Jeżeli jednak rozpoczynam od sylwetek rodziców, robię to nie dlatego, bym widział w nich jakieś ważne, współdziałające czynniki mego życia, tak jak ono się układa, lecz dlatego że mgliste wspomnienie tych dwojga ludzi po prostu mnie wzrusza.
Mimo wszystko ma się przecież rodziców. Choć trudno to pojąć, miał ich nawet Führer i deprawator Trzeciej Rzeszy. No bo proszę: o godzinie pół do siódmej wieczorem, dnia 20 kwietnia 1889, w małej gospodzie „Gasthof zum Pommer”, w miasteczku Braunau nad rzeką Inn, pewna kobieta imieniem Klara naprawdę urodziła chłopca, którego ochrzczono i wpisano do księgi metrykalnej jako Adolfa Hitlera! Może łatwiej byłoby to wszystko zrozumieć, gdyby tych dwoje turystów, Alois i Klara – o nazwiskach kojarzących się dla Norwega z czymś w rodzaju pumpernikla i kiełbasy, czyli Schicklgruber i Pölzl – natknęło się na to stworzenie u stóp jakiegoś świeżo wybuchłego wulkanu, tak że później można by było uznać, że znajda był rodem z piekła.
I uwinęli go w pieluszki, i ułożyli go w koszu, a potem pospieszyli do domu w Braunau nad rzeką Inn nie przewidując, ile nieszczęść spadnie kiedyś przez to na świat.
A więc do dzieła.

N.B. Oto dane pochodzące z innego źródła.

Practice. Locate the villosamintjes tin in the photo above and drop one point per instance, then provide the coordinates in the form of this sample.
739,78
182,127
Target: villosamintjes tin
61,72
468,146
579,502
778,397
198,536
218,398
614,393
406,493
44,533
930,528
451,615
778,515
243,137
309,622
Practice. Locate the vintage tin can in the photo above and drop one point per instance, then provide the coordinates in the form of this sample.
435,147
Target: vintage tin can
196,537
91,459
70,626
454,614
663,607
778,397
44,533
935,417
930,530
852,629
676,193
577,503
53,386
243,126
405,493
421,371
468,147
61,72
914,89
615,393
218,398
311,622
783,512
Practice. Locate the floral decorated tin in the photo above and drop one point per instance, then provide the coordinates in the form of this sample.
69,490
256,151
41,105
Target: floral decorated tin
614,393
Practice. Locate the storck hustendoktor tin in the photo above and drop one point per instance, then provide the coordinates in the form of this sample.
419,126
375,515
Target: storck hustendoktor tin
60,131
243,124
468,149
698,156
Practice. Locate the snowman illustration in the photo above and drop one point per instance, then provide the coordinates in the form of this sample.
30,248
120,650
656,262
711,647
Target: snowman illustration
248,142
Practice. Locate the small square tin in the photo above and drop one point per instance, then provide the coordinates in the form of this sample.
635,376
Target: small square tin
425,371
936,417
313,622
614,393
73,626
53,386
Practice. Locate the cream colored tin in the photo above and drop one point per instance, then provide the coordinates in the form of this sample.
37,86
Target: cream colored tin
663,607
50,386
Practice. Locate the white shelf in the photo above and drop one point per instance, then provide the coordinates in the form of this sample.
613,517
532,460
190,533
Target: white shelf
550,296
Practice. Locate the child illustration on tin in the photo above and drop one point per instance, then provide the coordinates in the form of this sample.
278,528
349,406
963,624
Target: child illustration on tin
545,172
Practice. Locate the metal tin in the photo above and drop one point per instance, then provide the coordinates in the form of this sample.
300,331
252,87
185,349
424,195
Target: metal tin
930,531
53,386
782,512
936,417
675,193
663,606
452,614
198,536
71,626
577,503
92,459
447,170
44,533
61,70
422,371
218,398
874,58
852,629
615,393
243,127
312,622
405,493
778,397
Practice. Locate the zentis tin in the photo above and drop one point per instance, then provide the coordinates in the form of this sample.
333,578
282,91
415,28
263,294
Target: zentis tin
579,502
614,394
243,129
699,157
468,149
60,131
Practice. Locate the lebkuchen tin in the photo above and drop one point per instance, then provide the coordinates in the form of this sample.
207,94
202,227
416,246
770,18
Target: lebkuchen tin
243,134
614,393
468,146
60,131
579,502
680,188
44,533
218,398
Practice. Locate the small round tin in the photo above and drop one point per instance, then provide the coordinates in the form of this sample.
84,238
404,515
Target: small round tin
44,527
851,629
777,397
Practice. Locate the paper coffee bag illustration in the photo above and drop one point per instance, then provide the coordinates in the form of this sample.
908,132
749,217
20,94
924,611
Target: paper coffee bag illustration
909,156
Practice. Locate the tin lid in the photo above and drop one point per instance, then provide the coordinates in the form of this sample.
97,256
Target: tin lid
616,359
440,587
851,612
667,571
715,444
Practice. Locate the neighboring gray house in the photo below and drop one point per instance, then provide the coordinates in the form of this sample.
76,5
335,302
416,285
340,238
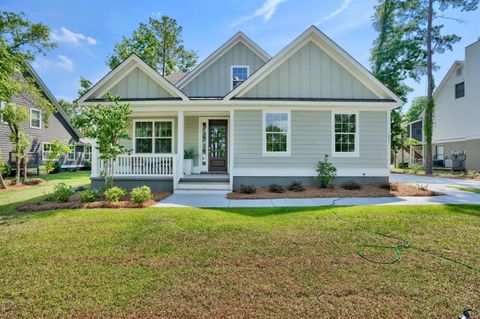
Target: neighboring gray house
252,118
41,134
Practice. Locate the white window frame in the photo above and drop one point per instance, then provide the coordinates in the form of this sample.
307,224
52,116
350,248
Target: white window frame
40,119
153,134
264,134
44,156
357,134
231,73
72,155
89,153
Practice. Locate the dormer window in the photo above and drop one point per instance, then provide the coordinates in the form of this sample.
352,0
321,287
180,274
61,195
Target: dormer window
239,75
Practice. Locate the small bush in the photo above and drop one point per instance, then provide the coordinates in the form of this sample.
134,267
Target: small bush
141,194
248,189
90,195
275,188
326,172
296,187
62,193
352,185
114,194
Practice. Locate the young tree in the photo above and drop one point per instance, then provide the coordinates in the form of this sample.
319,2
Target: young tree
159,43
20,40
107,124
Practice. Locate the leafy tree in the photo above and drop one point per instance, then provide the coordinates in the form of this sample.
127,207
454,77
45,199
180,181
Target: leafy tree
107,124
20,40
415,111
159,43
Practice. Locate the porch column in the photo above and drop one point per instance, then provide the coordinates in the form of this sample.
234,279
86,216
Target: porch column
180,143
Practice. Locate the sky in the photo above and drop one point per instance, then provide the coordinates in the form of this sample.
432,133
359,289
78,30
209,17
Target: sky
86,30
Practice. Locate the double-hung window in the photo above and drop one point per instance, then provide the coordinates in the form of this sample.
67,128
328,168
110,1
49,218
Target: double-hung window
239,75
35,118
345,134
154,137
276,133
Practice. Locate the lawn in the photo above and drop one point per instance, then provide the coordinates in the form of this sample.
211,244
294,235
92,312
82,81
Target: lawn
217,263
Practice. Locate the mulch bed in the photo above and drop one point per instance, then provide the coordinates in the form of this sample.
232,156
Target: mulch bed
395,190
74,203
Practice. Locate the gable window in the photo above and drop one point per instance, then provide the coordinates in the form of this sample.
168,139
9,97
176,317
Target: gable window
35,118
239,75
71,156
345,131
276,133
154,137
459,90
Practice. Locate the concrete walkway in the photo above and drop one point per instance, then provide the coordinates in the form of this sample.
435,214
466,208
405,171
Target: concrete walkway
452,196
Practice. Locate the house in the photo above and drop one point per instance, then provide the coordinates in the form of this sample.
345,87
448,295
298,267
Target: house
42,134
251,118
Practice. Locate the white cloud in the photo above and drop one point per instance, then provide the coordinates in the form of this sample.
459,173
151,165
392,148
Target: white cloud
67,36
266,11
344,6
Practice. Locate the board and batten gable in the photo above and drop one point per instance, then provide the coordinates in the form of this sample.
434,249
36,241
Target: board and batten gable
311,134
310,73
215,80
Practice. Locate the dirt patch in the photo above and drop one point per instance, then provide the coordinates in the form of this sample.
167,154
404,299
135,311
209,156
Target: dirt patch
388,190
74,203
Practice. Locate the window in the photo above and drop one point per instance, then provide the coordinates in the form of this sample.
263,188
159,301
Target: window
345,130
239,74
88,152
154,137
35,118
71,156
276,133
459,90
45,150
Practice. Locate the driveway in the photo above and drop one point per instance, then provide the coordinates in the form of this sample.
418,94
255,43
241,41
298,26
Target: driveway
439,184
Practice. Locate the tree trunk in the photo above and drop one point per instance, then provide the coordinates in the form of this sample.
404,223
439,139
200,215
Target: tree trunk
430,104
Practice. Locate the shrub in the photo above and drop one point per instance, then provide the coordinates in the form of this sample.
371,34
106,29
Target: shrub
90,195
114,194
62,193
326,172
141,194
352,185
248,189
296,187
275,188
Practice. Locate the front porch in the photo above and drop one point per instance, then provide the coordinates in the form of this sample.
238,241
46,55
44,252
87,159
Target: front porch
157,146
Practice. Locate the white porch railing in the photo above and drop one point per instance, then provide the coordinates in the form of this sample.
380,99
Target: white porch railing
142,165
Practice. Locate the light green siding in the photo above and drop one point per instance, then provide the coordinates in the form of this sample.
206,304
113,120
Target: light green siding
311,138
215,80
310,73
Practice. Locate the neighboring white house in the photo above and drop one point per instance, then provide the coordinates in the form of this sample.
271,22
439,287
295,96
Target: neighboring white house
252,118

Mam dość czasu, bo ciągle jeszcze jestem rekonwalescentem po obrażeniach, jakich doznałem podczas zamieci śnieżnej 25 lutego tego roku, właśnie w tym czasie, kiedy – według amatorsko-astrologicznych przepowiedni mojej wiedźmy – miałem się wygrzewać w gorącym słońcu Południa.